Atalay, dünya genelinde çalışanların, emeklilerin ve asgari ücretlilerin olumsuzlukların bedelini hala ödemeye devam ettiğini ve bu süreçlerde sendikal hakların gerilediğine dikkat çekti.

Ulusal ve uluslararası düzeyde, ILO sözleşmelerinin sendikal haklar ve çalışma koşullarını düzenlemedeki önemine vurgu yapılıyor. Ancak, birçok ülkede bu sözleşmelerin bir kısmı artık uygulanamaz hale gelmiş durumda. Özellikle çok uluslu şirketlerin sendikal haklar üzerindeki baskıları, bu durumun temel nedeni olarak öne çıkıyor. Kural dışı çalıştırma ve kötüleşen çalışma koşulları her alanda yaygınlaşmış durumda. Çalışma hayatındaki sorunların çözümü için, ülkeler tarafından kabul edilen ve onaylanan ILO sözleşmelerinin tam olarak uygulanması gerekiyor. Üye ülkelerin hükümetleri ve işverenleri, ILO sözleşmeleri ve standartlarının uygulanmasında aktif bir rol oynamalıdır. Herkesin sendikalaşma ve toplu sözleşme haklarından özgürce yararlanabilmesi için gerekli önlemler alınmalıdır. Çalışanlar, herhangi bir ayrıma tabi tutulmadan kendi iradeleriyle sendika seçme hakkına sahip olmalıdır. Hükümetler ve işverenler, temel ILO sözleşmelerine saygı göstermeli ve sosyal diyalog mekanizmalarını etkin bir şekilde işletmelidir.

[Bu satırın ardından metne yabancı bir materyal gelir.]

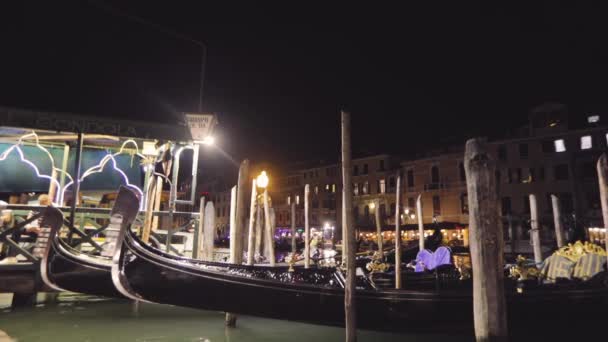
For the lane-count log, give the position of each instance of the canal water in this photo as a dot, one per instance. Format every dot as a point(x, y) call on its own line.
point(90, 319)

'Terör, uluslararası düzeyde çözüm gerektiren sorun haline gelmiştir'

Atalay, Türkiye'de kamu görevlilerinin örgütlenme ve toplu pazarlık haklarını düzenleyen 4688 sayılı Kanun kaynaklı sorunların olduğuna dikkat çekti. Kamu görevlilerinin örgütlenme özgürlüğüne ve sendika seçme hakkına tam olarak saygı gösterilmesi gerektiğini belirtti ve farklı gerekçelere dayalı ayrımcı uygulamalara son verilmesi gerektiğini vurguladı.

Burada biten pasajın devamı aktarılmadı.